© Les Films Pelleas
Jafar Panahi nous offre un film déroutant, non pas tant par son contenu que parce que, échappant aux canons du « grand » œuvre de cinéma , il est rattrapé par l'audace de son geste et le génie de sa réalisation.
Il faut voir Un simple accident. Pas parce qu'il bouleversera votre vision du cinéma ou vous confrontera à une passionnante dialectique. Certaines parties du film, disons la bonne vingtaine de minutes à son mitan, sont même à la limite du ventre mou, la faute à des rebondissements poussifs et des dialogues mobiliers qui, dans n'importe quelle autre circonstance, auraient été suspectes de balourdise ou de paresse. C'est pourtant tout autant un signe de modestie que d'urgence que cette simplicité-ci, presque naïve, de re-faire du cinéma. Car il s'agit bien d'un film oscillant constamment entre plaisir de la libération et conscience du sursis, le film d'un homme qui, à peine sorti d'un emprisonnement inique, a souhaité tourner dans la plus grande clandestinité une histoire à montrer à son pays, un combat contre le désespoir, un engagement pour l'avenir. La grandeur tient peut-être plus dans le vertige de la question universelle qu'il pose que dans le traitement de la réponse qu'il apporte - quoique, le film se ressaisit et nous saisit à sa toute fin.
« Surtout, Panahi est un immense cinéaste »

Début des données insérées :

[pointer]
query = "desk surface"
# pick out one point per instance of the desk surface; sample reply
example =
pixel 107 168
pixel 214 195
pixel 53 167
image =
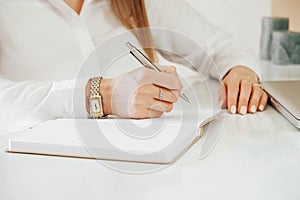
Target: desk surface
pixel 257 157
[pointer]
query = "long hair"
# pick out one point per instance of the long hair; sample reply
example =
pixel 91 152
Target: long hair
pixel 132 14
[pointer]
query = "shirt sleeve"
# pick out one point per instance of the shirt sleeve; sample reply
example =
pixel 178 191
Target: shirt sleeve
pixel 178 28
pixel 26 104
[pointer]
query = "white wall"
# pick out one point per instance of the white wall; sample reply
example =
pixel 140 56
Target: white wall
pixel 241 18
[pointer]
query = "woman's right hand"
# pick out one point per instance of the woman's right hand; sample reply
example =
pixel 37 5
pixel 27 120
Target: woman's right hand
pixel 136 94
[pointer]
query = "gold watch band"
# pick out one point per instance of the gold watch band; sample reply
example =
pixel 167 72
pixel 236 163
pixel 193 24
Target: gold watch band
pixel 95 99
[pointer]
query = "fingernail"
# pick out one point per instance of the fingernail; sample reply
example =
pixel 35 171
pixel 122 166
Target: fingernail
pixel 243 110
pixel 233 109
pixel 253 109
pixel 221 103
pixel 261 107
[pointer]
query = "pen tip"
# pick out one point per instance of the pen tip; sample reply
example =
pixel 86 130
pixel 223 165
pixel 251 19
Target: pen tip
pixel 129 45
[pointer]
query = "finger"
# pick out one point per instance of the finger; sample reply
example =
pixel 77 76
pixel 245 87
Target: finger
pixel 168 69
pixel 167 95
pixel 263 102
pixel 232 95
pixel 222 96
pixel 245 92
pixel 154 114
pixel 166 80
pixel 161 106
pixel 255 98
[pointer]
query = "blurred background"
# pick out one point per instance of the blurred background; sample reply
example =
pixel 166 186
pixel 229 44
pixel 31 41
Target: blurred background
pixel 243 18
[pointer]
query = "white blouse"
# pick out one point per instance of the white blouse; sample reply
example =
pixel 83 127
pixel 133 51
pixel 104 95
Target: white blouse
pixel 43 44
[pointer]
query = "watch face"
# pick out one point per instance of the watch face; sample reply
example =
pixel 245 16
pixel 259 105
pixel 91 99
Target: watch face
pixel 95 106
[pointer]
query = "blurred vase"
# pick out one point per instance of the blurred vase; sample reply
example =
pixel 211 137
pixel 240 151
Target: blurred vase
pixel 285 47
pixel 270 24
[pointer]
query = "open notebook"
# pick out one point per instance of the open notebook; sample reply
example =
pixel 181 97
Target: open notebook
pixel 162 140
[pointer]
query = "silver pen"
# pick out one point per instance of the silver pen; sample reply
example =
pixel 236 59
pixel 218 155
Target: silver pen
pixel 146 62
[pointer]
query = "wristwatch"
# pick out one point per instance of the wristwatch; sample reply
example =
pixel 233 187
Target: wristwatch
pixel 95 99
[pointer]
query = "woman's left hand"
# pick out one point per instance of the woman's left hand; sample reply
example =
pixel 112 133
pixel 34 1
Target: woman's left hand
pixel 241 93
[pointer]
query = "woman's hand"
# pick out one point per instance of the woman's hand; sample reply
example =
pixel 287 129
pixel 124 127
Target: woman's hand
pixel 136 94
pixel 239 92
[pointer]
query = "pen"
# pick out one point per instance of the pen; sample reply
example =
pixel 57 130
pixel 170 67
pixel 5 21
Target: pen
pixel 146 62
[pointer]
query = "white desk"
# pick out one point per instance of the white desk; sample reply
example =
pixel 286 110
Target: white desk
pixel 257 157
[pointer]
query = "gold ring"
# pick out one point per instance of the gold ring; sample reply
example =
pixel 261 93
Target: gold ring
pixel 257 85
pixel 160 94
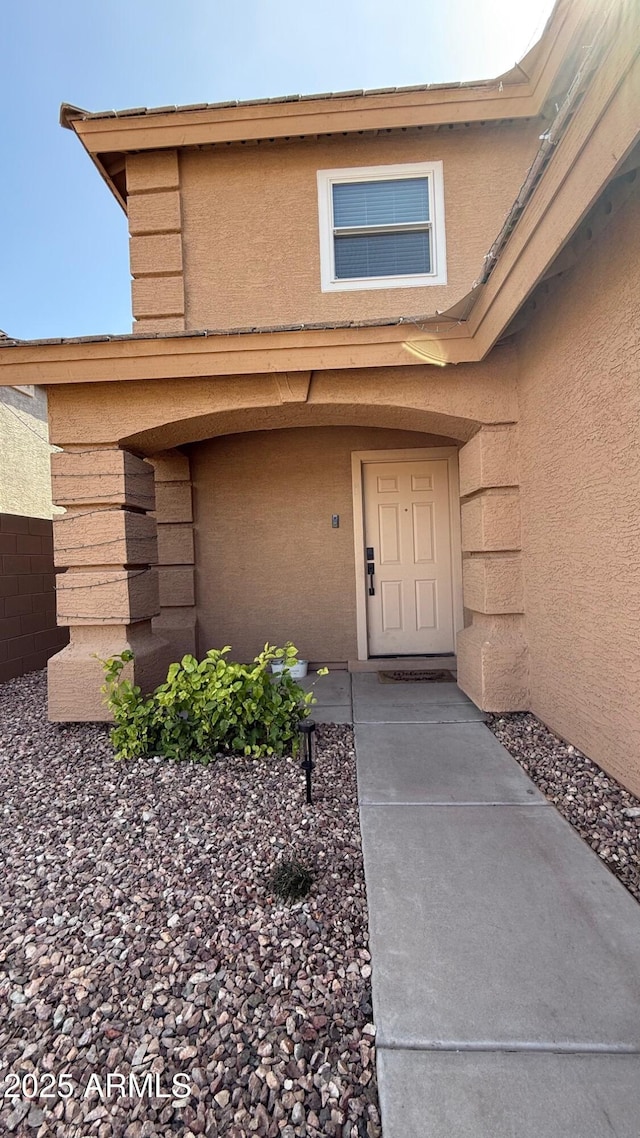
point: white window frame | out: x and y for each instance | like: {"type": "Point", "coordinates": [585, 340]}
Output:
{"type": "Point", "coordinates": [326, 181]}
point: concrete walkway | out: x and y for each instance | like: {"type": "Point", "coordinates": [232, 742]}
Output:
{"type": "Point", "coordinates": [506, 956]}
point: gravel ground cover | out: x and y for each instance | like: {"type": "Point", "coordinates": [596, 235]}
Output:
{"type": "Point", "coordinates": [139, 934]}
{"type": "Point", "coordinates": [602, 811]}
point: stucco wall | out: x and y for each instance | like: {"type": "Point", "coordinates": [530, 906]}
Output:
{"type": "Point", "coordinates": [249, 222]}
{"type": "Point", "coordinates": [29, 634]}
{"type": "Point", "coordinates": [580, 414]}
{"type": "Point", "coordinates": [269, 566]}
{"type": "Point", "coordinates": [25, 478]}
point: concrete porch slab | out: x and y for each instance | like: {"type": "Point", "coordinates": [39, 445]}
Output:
{"type": "Point", "coordinates": [449, 763]}
{"type": "Point", "coordinates": [375, 702]}
{"type": "Point", "coordinates": [495, 926]}
{"type": "Point", "coordinates": [339, 712]}
{"type": "Point", "coordinates": [475, 1095]}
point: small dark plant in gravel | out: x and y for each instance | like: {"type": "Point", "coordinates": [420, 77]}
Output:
{"type": "Point", "coordinates": [292, 880]}
{"type": "Point", "coordinates": [139, 933]}
{"type": "Point", "coordinates": [208, 707]}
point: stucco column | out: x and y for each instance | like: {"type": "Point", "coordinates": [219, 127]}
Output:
{"type": "Point", "coordinates": [174, 516]}
{"type": "Point", "coordinates": [492, 654]}
{"type": "Point", "coordinates": [108, 595]}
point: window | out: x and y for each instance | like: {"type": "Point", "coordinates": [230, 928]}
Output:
{"type": "Point", "coordinates": [382, 227]}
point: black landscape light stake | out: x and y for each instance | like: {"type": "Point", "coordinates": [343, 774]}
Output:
{"type": "Point", "coordinates": [306, 730]}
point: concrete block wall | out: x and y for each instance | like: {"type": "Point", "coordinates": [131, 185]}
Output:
{"type": "Point", "coordinates": [29, 634]}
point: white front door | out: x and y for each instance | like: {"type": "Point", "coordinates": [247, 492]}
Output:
{"type": "Point", "coordinates": [408, 542]}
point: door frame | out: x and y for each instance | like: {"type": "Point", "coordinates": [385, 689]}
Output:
{"type": "Point", "coordinates": [359, 459]}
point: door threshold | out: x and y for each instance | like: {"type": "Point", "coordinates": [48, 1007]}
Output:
{"type": "Point", "coordinates": [404, 664]}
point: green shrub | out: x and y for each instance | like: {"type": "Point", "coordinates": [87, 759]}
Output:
{"type": "Point", "coordinates": [208, 707]}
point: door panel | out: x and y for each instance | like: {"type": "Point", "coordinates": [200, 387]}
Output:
{"type": "Point", "coordinates": [407, 522]}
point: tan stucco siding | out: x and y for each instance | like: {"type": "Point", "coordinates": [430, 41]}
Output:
{"type": "Point", "coordinates": [580, 438]}
{"type": "Point", "coordinates": [25, 477]}
{"type": "Point", "coordinates": [269, 565]}
{"type": "Point", "coordinates": [249, 222]}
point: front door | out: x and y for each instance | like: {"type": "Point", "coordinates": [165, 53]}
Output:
{"type": "Point", "coordinates": [408, 538]}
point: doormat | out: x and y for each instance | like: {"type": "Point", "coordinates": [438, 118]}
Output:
{"type": "Point", "coordinates": [417, 677]}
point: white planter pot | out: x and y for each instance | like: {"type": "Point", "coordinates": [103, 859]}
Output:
{"type": "Point", "coordinates": [296, 671]}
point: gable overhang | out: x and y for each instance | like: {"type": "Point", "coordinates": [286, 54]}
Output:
{"type": "Point", "coordinates": [602, 131]}
{"type": "Point", "coordinates": [523, 92]}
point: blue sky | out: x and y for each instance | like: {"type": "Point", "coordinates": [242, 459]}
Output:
{"type": "Point", "coordinates": [64, 266]}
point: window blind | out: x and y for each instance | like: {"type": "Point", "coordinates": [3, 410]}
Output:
{"type": "Point", "coordinates": [380, 203]}
{"type": "Point", "coordinates": [383, 255]}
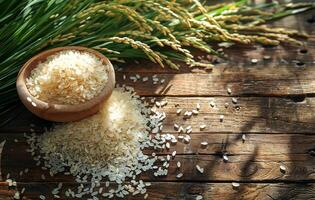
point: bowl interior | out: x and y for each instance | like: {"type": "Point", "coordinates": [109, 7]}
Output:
{"type": "Point", "coordinates": [33, 62]}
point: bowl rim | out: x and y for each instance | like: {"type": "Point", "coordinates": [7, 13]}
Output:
{"type": "Point", "coordinates": [53, 107]}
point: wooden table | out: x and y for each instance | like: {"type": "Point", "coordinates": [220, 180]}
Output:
{"type": "Point", "coordinates": [276, 100]}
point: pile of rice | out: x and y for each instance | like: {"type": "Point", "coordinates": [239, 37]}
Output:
{"type": "Point", "coordinates": [68, 77]}
{"type": "Point", "coordinates": [107, 146]}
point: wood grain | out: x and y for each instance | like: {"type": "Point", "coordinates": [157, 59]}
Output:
{"type": "Point", "coordinates": [255, 115]}
{"type": "Point", "coordinates": [189, 191]}
{"type": "Point", "coordinates": [276, 98]}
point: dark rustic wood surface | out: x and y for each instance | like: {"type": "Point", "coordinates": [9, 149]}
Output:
{"type": "Point", "coordinates": [276, 106]}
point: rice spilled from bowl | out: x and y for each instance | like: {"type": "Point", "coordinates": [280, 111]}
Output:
{"type": "Point", "coordinates": [106, 147]}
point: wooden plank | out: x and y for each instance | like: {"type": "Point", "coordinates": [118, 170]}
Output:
{"type": "Point", "coordinates": [190, 190]}
{"type": "Point", "coordinates": [232, 144]}
{"type": "Point", "coordinates": [253, 165]}
{"type": "Point", "coordinates": [255, 115]}
{"type": "Point", "coordinates": [276, 80]}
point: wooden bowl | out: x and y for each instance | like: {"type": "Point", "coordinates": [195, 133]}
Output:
{"type": "Point", "coordinates": [58, 112]}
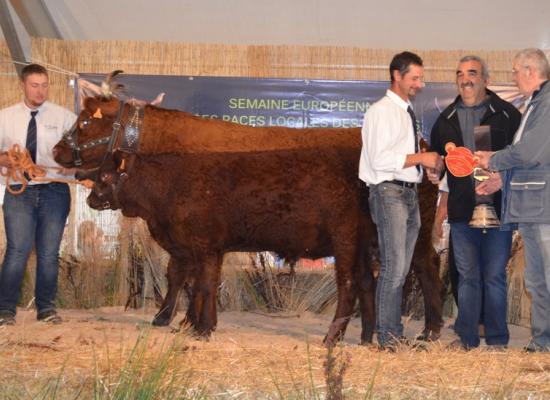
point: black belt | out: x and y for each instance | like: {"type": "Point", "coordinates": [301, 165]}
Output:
{"type": "Point", "coordinates": [409, 185]}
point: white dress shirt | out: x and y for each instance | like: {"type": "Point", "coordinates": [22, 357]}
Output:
{"type": "Point", "coordinates": [388, 138]}
{"type": "Point", "coordinates": [51, 121]}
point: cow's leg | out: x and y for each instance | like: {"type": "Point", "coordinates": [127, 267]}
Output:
{"type": "Point", "coordinates": [366, 286]}
{"type": "Point", "coordinates": [426, 267]}
{"type": "Point", "coordinates": [202, 313]}
{"type": "Point", "coordinates": [176, 277]}
{"type": "Point", "coordinates": [347, 295]}
{"type": "Point", "coordinates": [208, 318]}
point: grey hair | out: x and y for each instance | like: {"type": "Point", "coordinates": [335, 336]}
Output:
{"type": "Point", "coordinates": [534, 58]}
{"type": "Point", "coordinates": [484, 68]}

Panahi traite ainsi de façon faussement simple la lancinante question du devenir, une fois les dictatures renversées, de leurs responsables et de leurs complices. La justice se rend ainsi avec deux obstacles constants sur sa route : la vérité et la vengeance. L'une comme l'autre étant condamnées à demeurer partielles, leur support commun - la mémoire - peut ainsi rapidement devenir un leurre. Et ce malgré l'apparente exactitude que constitue l'empreinte traumatique. Panahi a l'humilité de ne pas sombrer dans la démonstration, et même si sa fable métaphysique a ses limites, il offre en tout cas un regard neuf et jamais compassé sur victimes et bourreaux, terriblement ordinaires, à rebours de l'imagerie issue de nos propres traumas historiques - collaboration, épuration et jugements militaires, pour n'en citer que quelques uns - alors que lui-même est encore en plein dedans.
Larmes de guerre - Critique de « Muganga, celui qui soigne », de Marie-Hélène Roux
Surtout, Panahi est un immense cinéaste. L'on pourrait se contenter des trois premières scènes et de la séquence finale, toutes magistrales, la forme - un suspense noir hitchcockien où tout est dans le découpage et le cadrage - servant le fond - comme dans le traitement de l'information traumatique, ce qui est hors champ se répercute sur ce qui est montré.